Esto es un acto de obediencia que solo lograremos con la ayuda del Espíritu Santo y con la firme determinación de glorificar al Señor. Al dispensar misericordia y perdonar, estaremos abandonando todo resentimiento, ira y deseo de venganza hacia la persona que nos ofendió. Por eso, sabemos que hemos perdonado cuando abandonamos todo deseo de mal.
III. Si podemos orar por el bien de esa persona
Esta tercera evidencia se deriva de la anterior. Cuando abandonamos todo deseo de mal y de venganza hacia otros podemos ir un paso más y procurar su bienestar. Cuando deseamos el bien de quien nos ofendió, cuando anhelamos su bienestar y oramos por ellos, podemos tener la certeza de haber otorgado el perdón.

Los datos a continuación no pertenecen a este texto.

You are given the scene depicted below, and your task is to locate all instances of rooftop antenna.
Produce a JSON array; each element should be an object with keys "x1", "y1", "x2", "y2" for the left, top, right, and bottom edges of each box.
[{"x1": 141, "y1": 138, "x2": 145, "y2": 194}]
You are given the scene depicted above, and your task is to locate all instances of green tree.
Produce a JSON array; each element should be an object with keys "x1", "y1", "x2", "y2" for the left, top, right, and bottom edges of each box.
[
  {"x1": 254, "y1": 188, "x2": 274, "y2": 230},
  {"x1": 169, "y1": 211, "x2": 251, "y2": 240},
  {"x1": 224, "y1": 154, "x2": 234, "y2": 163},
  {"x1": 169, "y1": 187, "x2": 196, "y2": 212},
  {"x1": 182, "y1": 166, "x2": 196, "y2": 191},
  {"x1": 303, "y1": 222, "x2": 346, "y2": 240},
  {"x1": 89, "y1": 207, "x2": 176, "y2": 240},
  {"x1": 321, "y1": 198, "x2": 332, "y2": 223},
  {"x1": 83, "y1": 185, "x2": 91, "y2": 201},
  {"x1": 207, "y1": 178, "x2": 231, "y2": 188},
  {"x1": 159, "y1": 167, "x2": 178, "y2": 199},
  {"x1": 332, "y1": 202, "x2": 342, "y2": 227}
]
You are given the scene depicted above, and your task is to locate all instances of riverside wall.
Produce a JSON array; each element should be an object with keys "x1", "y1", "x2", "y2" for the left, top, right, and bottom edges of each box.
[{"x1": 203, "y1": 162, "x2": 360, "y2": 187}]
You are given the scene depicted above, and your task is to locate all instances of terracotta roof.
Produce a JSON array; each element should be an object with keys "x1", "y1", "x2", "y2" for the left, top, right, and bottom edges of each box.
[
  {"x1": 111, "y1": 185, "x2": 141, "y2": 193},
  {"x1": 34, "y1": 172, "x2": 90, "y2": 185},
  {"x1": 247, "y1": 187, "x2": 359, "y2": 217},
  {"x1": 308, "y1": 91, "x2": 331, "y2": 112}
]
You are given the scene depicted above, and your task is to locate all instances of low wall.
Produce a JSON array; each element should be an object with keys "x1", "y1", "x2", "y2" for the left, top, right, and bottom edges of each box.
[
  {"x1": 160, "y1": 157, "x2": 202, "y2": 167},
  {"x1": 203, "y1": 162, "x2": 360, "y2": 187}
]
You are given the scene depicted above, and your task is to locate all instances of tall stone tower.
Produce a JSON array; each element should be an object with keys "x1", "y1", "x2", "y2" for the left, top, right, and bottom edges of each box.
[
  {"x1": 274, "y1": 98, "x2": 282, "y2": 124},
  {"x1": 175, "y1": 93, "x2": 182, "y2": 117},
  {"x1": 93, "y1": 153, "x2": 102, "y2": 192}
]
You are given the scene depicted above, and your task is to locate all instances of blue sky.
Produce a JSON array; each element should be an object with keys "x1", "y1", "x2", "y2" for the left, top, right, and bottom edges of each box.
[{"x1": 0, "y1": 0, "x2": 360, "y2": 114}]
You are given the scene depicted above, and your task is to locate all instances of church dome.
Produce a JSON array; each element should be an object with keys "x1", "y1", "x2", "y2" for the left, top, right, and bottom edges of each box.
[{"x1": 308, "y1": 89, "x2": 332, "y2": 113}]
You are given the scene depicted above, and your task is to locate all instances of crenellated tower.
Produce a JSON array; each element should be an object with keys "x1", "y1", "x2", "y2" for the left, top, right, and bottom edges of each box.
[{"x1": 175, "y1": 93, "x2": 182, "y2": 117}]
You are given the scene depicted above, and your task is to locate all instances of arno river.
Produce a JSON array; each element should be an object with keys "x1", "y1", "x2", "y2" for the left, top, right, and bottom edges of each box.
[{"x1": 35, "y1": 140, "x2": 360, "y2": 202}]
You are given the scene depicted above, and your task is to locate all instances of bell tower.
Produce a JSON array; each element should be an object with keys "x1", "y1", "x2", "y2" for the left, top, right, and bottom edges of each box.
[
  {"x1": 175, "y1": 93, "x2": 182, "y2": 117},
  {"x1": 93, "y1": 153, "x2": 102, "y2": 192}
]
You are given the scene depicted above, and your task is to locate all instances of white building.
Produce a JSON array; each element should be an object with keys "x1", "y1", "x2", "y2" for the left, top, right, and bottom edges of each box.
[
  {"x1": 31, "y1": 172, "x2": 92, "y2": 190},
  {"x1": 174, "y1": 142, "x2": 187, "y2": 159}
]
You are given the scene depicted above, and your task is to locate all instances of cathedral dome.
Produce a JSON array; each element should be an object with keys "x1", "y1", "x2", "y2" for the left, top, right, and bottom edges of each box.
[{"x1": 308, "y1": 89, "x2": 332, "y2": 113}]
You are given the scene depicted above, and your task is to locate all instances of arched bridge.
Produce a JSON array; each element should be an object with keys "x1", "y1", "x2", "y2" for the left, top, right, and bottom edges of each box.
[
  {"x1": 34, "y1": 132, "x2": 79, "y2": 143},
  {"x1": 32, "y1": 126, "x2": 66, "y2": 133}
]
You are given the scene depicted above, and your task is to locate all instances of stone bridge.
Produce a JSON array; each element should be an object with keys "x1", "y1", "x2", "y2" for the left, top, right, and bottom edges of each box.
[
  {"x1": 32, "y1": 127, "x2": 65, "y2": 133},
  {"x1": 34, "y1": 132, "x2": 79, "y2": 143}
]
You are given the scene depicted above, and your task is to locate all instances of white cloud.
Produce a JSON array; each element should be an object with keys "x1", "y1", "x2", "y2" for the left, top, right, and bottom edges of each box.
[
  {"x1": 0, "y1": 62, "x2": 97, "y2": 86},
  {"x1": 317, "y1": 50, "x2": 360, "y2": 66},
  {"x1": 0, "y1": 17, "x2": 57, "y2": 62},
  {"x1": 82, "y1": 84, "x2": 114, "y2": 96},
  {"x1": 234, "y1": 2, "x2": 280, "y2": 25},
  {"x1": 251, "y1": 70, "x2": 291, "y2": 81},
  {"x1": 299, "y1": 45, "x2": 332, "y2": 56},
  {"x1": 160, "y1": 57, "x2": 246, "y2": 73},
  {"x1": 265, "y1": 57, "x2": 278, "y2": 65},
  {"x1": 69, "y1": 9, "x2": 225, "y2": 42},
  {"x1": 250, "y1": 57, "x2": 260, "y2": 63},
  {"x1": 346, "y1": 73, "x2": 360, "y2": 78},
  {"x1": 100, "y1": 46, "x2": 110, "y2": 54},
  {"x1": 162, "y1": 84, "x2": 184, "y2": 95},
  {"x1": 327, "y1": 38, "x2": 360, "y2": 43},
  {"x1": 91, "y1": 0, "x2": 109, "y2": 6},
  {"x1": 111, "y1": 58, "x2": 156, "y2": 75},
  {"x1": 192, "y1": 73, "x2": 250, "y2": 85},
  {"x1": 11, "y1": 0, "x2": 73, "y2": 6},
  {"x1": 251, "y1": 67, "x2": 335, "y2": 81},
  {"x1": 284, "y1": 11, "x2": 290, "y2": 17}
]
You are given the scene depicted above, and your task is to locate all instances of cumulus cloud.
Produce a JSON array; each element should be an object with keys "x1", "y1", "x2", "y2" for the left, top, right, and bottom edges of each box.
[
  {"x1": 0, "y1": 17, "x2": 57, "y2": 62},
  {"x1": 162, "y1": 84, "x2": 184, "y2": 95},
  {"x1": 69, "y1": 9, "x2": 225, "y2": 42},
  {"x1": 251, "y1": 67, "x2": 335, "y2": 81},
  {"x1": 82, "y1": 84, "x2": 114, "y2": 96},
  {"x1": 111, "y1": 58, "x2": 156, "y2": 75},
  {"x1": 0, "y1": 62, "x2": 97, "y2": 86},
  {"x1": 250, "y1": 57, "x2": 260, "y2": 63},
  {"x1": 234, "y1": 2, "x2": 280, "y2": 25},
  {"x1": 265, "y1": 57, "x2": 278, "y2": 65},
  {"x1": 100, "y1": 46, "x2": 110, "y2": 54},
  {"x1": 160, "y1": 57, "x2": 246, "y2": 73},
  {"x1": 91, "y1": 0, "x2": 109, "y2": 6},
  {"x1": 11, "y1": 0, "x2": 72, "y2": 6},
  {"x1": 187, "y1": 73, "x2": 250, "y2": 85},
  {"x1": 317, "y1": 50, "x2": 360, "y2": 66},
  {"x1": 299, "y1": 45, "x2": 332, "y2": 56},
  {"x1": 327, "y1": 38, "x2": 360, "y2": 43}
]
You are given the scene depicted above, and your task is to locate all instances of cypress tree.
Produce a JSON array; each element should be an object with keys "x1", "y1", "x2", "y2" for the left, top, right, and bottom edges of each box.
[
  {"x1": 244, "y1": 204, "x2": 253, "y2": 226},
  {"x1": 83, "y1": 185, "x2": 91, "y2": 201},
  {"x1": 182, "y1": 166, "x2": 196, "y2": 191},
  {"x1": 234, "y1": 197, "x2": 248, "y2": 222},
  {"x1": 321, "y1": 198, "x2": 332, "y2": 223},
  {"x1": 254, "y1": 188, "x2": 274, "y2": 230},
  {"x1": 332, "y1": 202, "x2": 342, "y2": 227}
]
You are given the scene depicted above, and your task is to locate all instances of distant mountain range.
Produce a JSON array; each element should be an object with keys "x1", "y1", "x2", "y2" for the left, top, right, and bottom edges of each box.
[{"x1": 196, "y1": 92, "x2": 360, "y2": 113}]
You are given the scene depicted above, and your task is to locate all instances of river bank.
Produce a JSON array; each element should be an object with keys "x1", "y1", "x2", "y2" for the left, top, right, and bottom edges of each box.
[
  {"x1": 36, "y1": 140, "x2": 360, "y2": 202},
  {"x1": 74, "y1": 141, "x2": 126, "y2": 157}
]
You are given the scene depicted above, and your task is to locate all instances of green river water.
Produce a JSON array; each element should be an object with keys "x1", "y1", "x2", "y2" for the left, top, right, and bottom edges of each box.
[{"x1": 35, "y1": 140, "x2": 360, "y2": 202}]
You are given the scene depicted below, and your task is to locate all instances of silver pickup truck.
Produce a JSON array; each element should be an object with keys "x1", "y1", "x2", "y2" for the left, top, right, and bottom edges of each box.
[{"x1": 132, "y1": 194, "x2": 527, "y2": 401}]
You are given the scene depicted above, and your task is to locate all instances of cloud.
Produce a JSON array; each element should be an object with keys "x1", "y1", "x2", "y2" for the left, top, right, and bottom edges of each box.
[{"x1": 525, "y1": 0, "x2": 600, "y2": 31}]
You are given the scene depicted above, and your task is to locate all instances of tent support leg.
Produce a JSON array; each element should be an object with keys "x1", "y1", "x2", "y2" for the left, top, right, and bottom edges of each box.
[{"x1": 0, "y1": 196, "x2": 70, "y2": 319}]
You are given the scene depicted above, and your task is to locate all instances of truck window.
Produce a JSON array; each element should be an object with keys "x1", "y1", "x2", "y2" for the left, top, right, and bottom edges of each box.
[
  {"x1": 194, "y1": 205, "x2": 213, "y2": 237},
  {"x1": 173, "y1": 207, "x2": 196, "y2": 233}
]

Jesús enseñó a sus discípulos: “Habéis oído que se dijo: “Amarás a tu prójimo y odiarás a tu enemigo.” Pero yo os digo: amad a vuestros enemigos y orad por los que os persiguen…” (
Mateo 5:43-45 LBLA).
Orar por alguien es una actividad que envuelve nuestros corazones y por lo general una practica privada. Cuando Jesús manda a sus discípulos a amar a sus enemigos y a orar por ellos, los estaba llevando a una actitud más profunda. Los estaba animando a amar y a desear el bienestar de sus ofensores.
Al orar por el bienestar de los enemigos, estamos evidenciando un genuino perdón hacia esas personas. Cuando en nuestros corazones florece un genuino deseo por el bien del ofensor, solo estamos mostrando los frutos de una raíz llamada perdón. Por eso sabemos que hemos perdonado en verdad cuando podemos orar por el bien de lo que nos dañaron.
Mi oración es que el Señor pueda alumbrarnos y en su gracia ayudarnos a entender el estado de nuestras almas. Si hay resentimientos, odios y deseos de venganza, que Dios nos conceda su gracia para perdonar así como nos perdonó. Que ofrezcamos misericordia, por el bien de nuestras almas, por el bien de nuestras relaciones y sobre todas las cosas por la gloria de Dios. Que confiemos en la soberanía divina para abrazar cada experiencia como un regalo de la gracia de nuestro Padre. Al final todo obra para bien.